The School For Scandal (1923)
A surprising British feature film released in 1923 was Bertram Phillips’ The School For Scandal starring Queenie Thomas based on a well-known British stage play by Richard Sheridan.
When it was announced that Bertram Phillips was to film an adaptation of Richard Brinsley Sheridan’s amusing comedy of manners, some said he had courage and enterprise others audacity and impudence. One critic decided that in selecting the subject he should be accused of having pluck rather than nerve. It was agreed that it was not an easy play to transfer to the screen since it had an intricate plot and was concerned with manners and conversation and not action.
The original stage production was launched in 1777 at the Drury Lane Theatre and had been hugely popular and successful being revived more than 70 times before it was adapted for the screen. The story was regarded as a perfect picture of the period and considered by some to be the greatest comedy of manners in the English language with a deep insight in human nature.

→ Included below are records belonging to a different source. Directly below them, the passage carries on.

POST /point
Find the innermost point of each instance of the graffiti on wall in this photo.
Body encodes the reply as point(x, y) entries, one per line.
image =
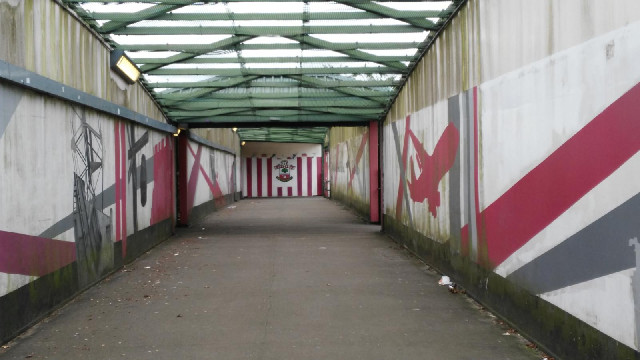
point(92, 227)
point(137, 176)
point(432, 167)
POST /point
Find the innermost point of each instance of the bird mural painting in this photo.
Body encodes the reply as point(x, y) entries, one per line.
point(432, 167)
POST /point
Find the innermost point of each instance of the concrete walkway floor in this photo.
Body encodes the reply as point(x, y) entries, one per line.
point(272, 279)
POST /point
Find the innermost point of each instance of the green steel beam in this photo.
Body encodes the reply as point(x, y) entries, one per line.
point(180, 2)
point(290, 46)
point(385, 12)
point(269, 60)
point(275, 72)
point(215, 83)
point(234, 40)
point(347, 15)
point(146, 14)
point(248, 93)
point(269, 30)
point(275, 112)
point(357, 54)
point(239, 119)
point(277, 103)
point(321, 83)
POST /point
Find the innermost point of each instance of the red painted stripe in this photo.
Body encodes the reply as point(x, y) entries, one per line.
point(259, 178)
point(249, 178)
point(32, 255)
point(162, 195)
point(480, 234)
point(319, 176)
point(365, 139)
point(193, 177)
point(405, 147)
point(299, 180)
point(117, 180)
point(123, 187)
point(309, 176)
point(270, 177)
point(575, 168)
point(335, 173)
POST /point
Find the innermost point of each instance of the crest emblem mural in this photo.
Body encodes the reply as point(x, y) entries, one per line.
point(284, 169)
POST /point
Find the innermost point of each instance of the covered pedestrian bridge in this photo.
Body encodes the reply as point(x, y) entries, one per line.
point(497, 141)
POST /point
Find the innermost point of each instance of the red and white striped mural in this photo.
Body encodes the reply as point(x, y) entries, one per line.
point(281, 177)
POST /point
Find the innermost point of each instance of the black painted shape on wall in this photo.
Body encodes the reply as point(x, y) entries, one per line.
point(92, 228)
point(600, 249)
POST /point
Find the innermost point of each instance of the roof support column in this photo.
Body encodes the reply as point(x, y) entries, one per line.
point(182, 191)
point(374, 167)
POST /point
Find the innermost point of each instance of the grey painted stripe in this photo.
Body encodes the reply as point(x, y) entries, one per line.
point(106, 198)
point(403, 177)
point(454, 180)
point(210, 144)
point(600, 249)
point(9, 100)
point(36, 82)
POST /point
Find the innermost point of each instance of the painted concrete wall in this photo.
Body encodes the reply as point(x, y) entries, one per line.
point(212, 178)
point(82, 191)
point(349, 167)
point(281, 169)
point(42, 37)
point(512, 154)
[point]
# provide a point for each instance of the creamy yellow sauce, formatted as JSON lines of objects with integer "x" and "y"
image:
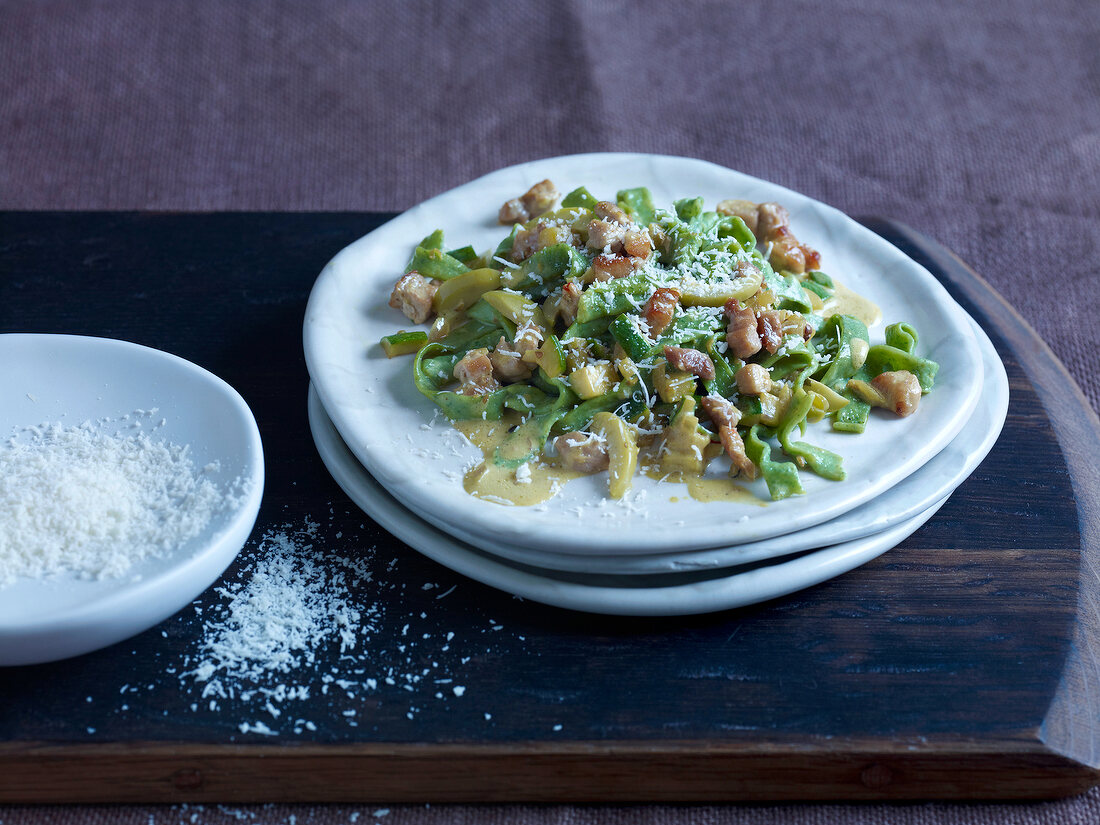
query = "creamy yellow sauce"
{"x": 492, "y": 482}
{"x": 845, "y": 301}
{"x": 699, "y": 487}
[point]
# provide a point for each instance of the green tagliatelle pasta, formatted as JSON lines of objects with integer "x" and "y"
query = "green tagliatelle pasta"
{"x": 697, "y": 328}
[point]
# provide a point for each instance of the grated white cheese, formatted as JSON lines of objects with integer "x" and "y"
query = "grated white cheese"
{"x": 92, "y": 503}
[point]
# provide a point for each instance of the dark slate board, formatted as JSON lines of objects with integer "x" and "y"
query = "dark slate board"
{"x": 959, "y": 664}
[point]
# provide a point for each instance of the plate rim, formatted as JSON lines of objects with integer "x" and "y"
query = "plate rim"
{"x": 501, "y": 523}
{"x": 816, "y": 567}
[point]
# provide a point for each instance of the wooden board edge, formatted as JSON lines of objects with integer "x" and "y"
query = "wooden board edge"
{"x": 1071, "y": 724}
{"x": 620, "y": 772}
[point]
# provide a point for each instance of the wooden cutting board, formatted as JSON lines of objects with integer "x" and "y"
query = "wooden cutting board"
{"x": 961, "y": 664}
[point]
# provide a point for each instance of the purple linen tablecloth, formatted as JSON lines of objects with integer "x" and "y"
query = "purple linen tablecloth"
{"x": 976, "y": 123}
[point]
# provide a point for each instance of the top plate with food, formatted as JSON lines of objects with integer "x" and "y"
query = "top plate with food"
{"x": 614, "y": 337}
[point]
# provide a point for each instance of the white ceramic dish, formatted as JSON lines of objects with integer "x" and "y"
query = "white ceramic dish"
{"x": 73, "y": 378}
{"x": 930, "y": 484}
{"x": 377, "y": 410}
{"x": 625, "y": 597}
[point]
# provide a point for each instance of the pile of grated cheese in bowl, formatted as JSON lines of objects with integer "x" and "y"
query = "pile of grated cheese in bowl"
{"x": 94, "y": 499}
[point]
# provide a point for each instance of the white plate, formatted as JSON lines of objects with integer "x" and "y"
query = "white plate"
{"x": 911, "y": 496}
{"x": 561, "y": 590}
{"x": 73, "y": 378}
{"x": 378, "y": 411}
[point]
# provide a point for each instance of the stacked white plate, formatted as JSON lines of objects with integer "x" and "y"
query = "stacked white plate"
{"x": 658, "y": 551}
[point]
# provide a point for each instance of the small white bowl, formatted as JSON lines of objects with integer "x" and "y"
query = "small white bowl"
{"x": 69, "y": 380}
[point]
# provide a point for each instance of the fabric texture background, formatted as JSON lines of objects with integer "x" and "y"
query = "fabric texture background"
{"x": 977, "y": 123}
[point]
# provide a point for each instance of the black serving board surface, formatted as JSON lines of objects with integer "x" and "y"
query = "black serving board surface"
{"x": 959, "y": 664}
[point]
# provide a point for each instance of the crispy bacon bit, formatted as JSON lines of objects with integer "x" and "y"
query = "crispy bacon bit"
{"x": 507, "y": 363}
{"x": 475, "y": 373}
{"x": 606, "y": 234}
{"x": 690, "y": 361}
{"x": 812, "y": 255}
{"x": 413, "y": 294}
{"x": 661, "y": 308}
{"x": 605, "y": 267}
{"x": 725, "y": 417}
{"x": 636, "y": 242}
{"x": 570, "y": 300}
{"x": 513, "y": 211}
{"x": 785, "y": 254}
{"x": 900, "y": 389}
{"x": 741, "y": 332}
{"x": 539, "y": 198}
{"x": 754, "y": 380}
{"x": 770, "y": 217}
{"x": 770, "y": 328}
{"x": 582, "y": 452}
{"x": 612, "y": 211}
{"x": 531, "y": 204}
{"x": 744, "y": 209}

Bertram Phillips was a well-known character in the film trade who emerged as MD of the Holmfirth Producing Company formed in October 1915. Holmfirth leased Cherry Kearton’s studio at Cranmer Court, Clapham the following year, that had one dark stage 45 x 30 ft and was under a railway bridge. Here, Phillips produced a number of moderately long dramas toward the end of the war that featured his leading lady Queenie Thomas (a Welsh actress and singer) the last of which was Meg O’the Woods (February 1918). Thereafter, Phillips joined Butcher’s Film Service as producer for a short while. In 1919 Phillips acquired a mansion type studio at Thornton House, Clapham Park and made plans for further production, but when Queenie Thomas married in late 1919 production plans fizzled out.

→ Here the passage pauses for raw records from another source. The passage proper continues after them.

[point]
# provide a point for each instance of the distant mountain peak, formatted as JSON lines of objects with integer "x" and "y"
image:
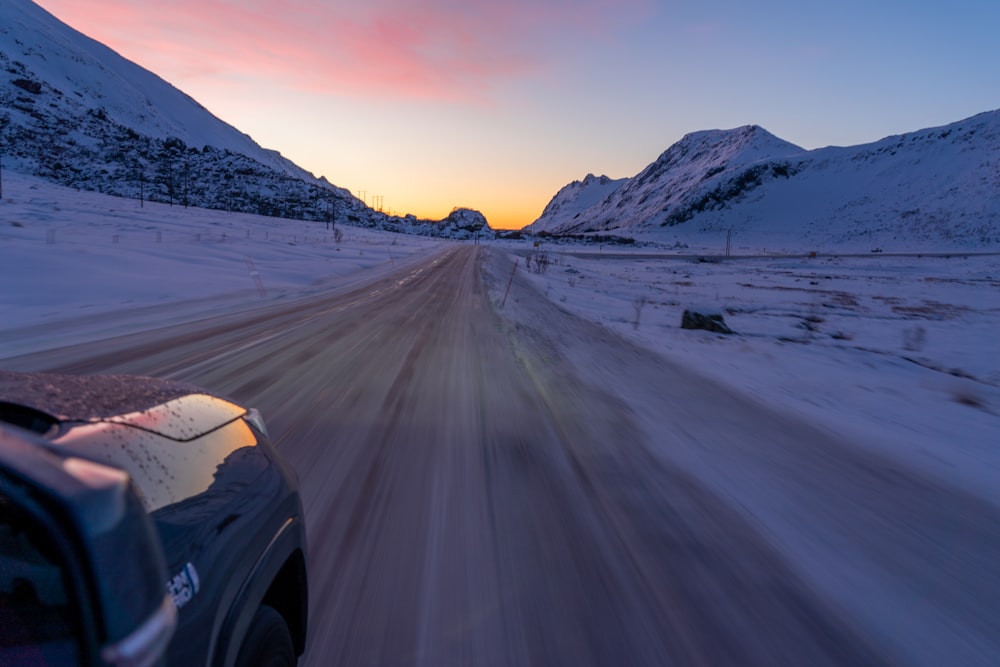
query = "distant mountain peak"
{"x": 937, "y": 184}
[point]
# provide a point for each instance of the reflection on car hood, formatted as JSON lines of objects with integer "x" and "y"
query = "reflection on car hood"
{"x": 174, "y": 410}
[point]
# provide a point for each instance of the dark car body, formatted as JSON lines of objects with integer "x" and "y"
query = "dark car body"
{"x": 224, "y": 506}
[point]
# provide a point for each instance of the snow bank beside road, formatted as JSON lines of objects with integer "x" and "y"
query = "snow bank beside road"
{"x": 896, "y": 353}
{"x": 78, "y": 265}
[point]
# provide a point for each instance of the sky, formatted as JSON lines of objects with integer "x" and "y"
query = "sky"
{"x": 434, "y": 104}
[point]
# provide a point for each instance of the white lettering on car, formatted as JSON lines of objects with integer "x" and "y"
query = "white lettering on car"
{"x": 184, "y": 585}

Early in 1923 Queenie Thomas made a comeback under Bertram Phillips once again and appeared in series of short comedies called Syncopated Picture Plays before appearing in a series of longer films with better casts including two with the young actor John Stuart (Alley of the Golden Hearts and Her Redemption). The production team included Percy Anthony as photographer and the famous illustrator and poster artist E.P. Kinsella as art director (he had already produced films and wrote some screenplays). The first of these films was The School For Scandal filmed at Thornton House. It was distributed by Butcher’s Film Services and given a trade show in September 1923 and became one of the films selected for British Film Week in early 1924.
The story started with Sir Peter Teazle (Frank Stanmore), a courtly though crusty gentleman bachelor of the old school, taking a young and charming girl as his wife (Queenie Thomas). Fresh from a country manor and unused to the artificialities of society she is keenly anxious to be considered ‘smart’.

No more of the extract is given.